In the final chapter, Bonomi, therefore, returns to the nose as a fetish, to Wilhelm Fliess's nose, which almost killed his patient Eckstein, and to the Wolfman's nose, which was connected to the trauma of his sister's suicide. (p. 216) Freud's fascination with the nose stemmed to a large extent from his contradictory identification as a Jew. The nose thus became a fetish for the penis, and the "abhorrence of castration was memorialized in the creation of this substitute." Bonomi states that this revulsion is the point of origin of psychoanalysis (p. 222). However, Bonomi also points out that Freud failed in his discussion with Emma Eckstein due to an epistemological obstacle: he did not have the terminology necessary for understanding (p. 223). He had not understood that Eckstein's nose operation had repeated and deepened the trauma of her genital circumcision. On the other hand, Ferenczi understood that analysis always involves the danger of re-traumatization.

Carlo Bonomi's book is a journey into the history of psychoanalytic theory and practice.
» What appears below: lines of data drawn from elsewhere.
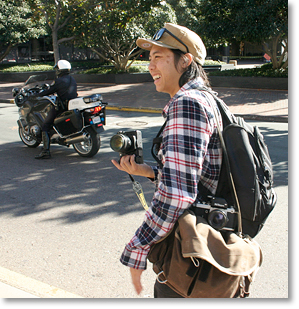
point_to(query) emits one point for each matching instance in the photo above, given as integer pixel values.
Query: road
(65, 221)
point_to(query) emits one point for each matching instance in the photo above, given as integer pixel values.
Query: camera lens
(120, 143)
(217, 219)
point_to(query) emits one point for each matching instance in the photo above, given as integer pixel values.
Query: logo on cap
(146, 45)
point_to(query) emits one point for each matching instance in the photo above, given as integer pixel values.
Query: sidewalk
(257, 104)
(15, 285)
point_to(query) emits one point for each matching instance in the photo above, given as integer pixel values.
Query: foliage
(112, 28)
(26, 68)
(61, 17)
(255, 21)
(265, 70)
(17, 25)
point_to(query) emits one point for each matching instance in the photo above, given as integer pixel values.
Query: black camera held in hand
(128, 143)
(217, 213)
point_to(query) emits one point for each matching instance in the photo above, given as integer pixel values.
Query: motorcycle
(80, 125)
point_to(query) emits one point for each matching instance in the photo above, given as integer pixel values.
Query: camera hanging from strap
(137, 188)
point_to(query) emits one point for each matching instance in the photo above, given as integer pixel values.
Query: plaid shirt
(190, 152)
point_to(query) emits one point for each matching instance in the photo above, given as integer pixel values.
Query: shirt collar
(192, 84)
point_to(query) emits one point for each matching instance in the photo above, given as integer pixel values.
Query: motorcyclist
(65, 87)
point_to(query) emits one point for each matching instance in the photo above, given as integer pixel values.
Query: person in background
(66, 88)
(190, 151)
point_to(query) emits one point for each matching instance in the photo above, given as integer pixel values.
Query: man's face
(163, 70)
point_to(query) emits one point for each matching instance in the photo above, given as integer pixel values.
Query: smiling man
(190, 151)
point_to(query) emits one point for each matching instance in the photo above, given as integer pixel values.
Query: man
(66, 88)
(190, 151)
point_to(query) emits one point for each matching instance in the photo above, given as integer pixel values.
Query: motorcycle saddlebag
(69, 122)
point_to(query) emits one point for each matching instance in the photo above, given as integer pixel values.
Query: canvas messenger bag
(197, 261)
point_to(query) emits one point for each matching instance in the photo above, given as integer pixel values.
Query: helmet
(62, 67)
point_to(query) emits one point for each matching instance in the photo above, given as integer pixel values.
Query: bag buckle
(158, 279)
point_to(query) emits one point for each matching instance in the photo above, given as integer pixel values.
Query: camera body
(217, 213)
(128, 143)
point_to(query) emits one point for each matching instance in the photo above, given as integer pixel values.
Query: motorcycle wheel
(27, 139)
(89, 147)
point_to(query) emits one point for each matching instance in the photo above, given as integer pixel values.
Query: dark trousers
(163, 291)
(49, 119)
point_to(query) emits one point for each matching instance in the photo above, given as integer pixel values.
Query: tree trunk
(55, 45)
(2, 56)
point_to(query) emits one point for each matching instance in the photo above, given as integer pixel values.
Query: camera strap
(137, 188)
(157, 141)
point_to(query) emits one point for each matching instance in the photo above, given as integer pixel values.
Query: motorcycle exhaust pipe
(76, 139)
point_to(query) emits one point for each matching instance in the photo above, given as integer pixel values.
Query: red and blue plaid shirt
(191, 153)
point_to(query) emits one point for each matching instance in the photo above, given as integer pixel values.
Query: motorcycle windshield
(35, 80)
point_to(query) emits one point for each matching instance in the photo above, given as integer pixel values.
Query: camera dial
(217, 219)
(120, 143)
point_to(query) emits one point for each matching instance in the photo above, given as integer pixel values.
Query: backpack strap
(225, 155)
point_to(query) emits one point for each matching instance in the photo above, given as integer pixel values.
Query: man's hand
(136, 279)
(128, 164)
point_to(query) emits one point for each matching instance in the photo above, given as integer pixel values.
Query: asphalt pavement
(256, 104)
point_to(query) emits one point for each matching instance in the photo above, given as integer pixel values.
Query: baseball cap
(176, 37)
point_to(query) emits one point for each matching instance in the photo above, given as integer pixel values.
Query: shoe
(45, 154)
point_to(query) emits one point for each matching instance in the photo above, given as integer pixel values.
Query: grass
(265, 70)
(96, 67)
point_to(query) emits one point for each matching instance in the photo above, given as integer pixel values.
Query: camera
(217, 214)
(128, 143)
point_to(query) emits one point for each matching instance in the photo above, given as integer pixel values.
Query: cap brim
(147, 44)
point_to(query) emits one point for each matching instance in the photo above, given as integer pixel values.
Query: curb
(159, 110)
(32, 286)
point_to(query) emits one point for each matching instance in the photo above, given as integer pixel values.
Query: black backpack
(246, 170)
It is disturbing and inspiring at the same time. Historians working on the history of the body would be particularly well advised to read Bonomi's book carefully, even if I am still somewhat helpless before the mass and depth of the material laid out. Only one thing helps here: read it yourself! My only critical comment is that the publisher has done a miserable job of correcting the German quotations, which are teeming with errors.

[1] Jeffrey M. Masson, The Abolition of Psychotherapy. A Plea, Munich 1993, p. 119.